Premier avantage, les smart stadiums permettent une multiplication des animations collectives dans l’enceinte. Grâce aux écrans géants et aux smartphones, les spectateurs peuvent participer à des quiz, à des jeux ou à des concours organisés pendant les temps morts. Ces activités peuvent nourrir l’émotion collective, notamment les fan cam, la diffusion sur écran géant de supporters, ou le noise meter, ou mesure du bruit.

Ces enceintes connectées prolongent l’engagement du public au-delà du seul match. Les jeux de lumière, les animations sonores et les dispositifs numériques créent du spectacle avant le coup d’envoi, pendant la rencontre et après celle-ci. Certains spectateurs ont le sentiment de vivre plusieurs événements en un seul, comme le confirme une supportrice interviewée dans le cadre de notre recherche à Paris La Défense Arena :

« Tu as trois ou quatre soirées non-stop en une. Tout est fait pour être grandiose et festif. »

La connectivité optimale permet aux spectateurs de partager en temps réel des photos et des vidéos sur leurs réseaux sociaux préférés. Ces derniers restent en contact avec leurs proches tout en participant à l’événement.

Identification aux joueurs

Ces smart stadiums disposant d’écrans géants renforcent l’impression de proximité avec les acteurs du match, voire l’identification aux joueurs.
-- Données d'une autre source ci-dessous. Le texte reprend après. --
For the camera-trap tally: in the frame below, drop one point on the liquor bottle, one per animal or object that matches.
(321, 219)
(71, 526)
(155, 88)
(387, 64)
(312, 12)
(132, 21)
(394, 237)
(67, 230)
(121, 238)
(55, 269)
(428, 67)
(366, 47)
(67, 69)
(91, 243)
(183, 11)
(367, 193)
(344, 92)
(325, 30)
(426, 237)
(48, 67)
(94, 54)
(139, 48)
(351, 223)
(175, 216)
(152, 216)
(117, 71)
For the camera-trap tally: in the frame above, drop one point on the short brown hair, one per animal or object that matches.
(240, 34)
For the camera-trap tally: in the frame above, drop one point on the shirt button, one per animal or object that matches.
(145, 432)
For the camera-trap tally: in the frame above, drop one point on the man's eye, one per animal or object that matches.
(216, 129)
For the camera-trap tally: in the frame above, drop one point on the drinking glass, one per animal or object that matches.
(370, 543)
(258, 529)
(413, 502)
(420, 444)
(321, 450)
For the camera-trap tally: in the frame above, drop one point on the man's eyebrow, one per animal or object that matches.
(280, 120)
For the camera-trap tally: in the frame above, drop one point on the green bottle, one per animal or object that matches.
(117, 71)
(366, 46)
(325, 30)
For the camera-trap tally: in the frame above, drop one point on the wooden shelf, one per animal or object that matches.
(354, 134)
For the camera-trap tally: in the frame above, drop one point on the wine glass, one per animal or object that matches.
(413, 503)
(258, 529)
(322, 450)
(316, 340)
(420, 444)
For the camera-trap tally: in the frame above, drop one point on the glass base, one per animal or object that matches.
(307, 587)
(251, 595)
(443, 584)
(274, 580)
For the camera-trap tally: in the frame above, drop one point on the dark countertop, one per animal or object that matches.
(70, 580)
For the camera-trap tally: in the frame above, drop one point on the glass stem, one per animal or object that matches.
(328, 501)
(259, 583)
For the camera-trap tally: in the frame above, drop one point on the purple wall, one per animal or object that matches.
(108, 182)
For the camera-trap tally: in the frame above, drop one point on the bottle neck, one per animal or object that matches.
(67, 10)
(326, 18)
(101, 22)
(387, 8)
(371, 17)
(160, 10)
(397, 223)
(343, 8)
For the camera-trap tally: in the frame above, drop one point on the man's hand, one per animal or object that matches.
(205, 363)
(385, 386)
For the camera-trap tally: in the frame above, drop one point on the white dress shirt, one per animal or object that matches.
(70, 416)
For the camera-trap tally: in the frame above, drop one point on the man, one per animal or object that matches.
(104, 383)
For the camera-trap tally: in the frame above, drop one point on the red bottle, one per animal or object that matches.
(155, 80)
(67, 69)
À chaque fois qu’un joueur marque, une animation apparaît à l’écran géant sur le visage du marqueur qui manifeste une émotion préenregistrée. L’outil digital et sonore intensifie la relation entre la foule et un joueur. Une des personnes interviewées dans notre recherche livre un éclairage sur sa perception de ce type d’animation :

« Le nom est écrit, il apparaît en énorme sur l’écran géant, tu ne peux pas te tromper. L’air de rien, voir le buteur comme ça, c’est comme si on le voyait de près sur le terrain. »

Dans certaines situations, ces dispositifs technologiques font revivre un passé parfois mythifié. Les stades diffusent des images d’anciens joueurs, des exploits passés ou des hommages à des figures disparues. Par exemple, le 17 juin, à Houston (Texas), lors du premier match des Portugais, un hommage a été rendu à Diogo Jota, joueur portugais récemment décédé à 26 ans dans un accident de la route. Les images du joueur diffusées sur l’écran géant associées aux gros plans sur la famille du joueur ont fortement ému l’assistance.

Quatre profils de spectateurs

Ces smart stadiums offrent généralement davantage de confort. Les spectateurs peuvent commander nourriture et boissons depuis leur siège. Ils évitent certaines files d’attente. Les services deviennent plus fluides et plus rapides par rapport aux stades traditionnels.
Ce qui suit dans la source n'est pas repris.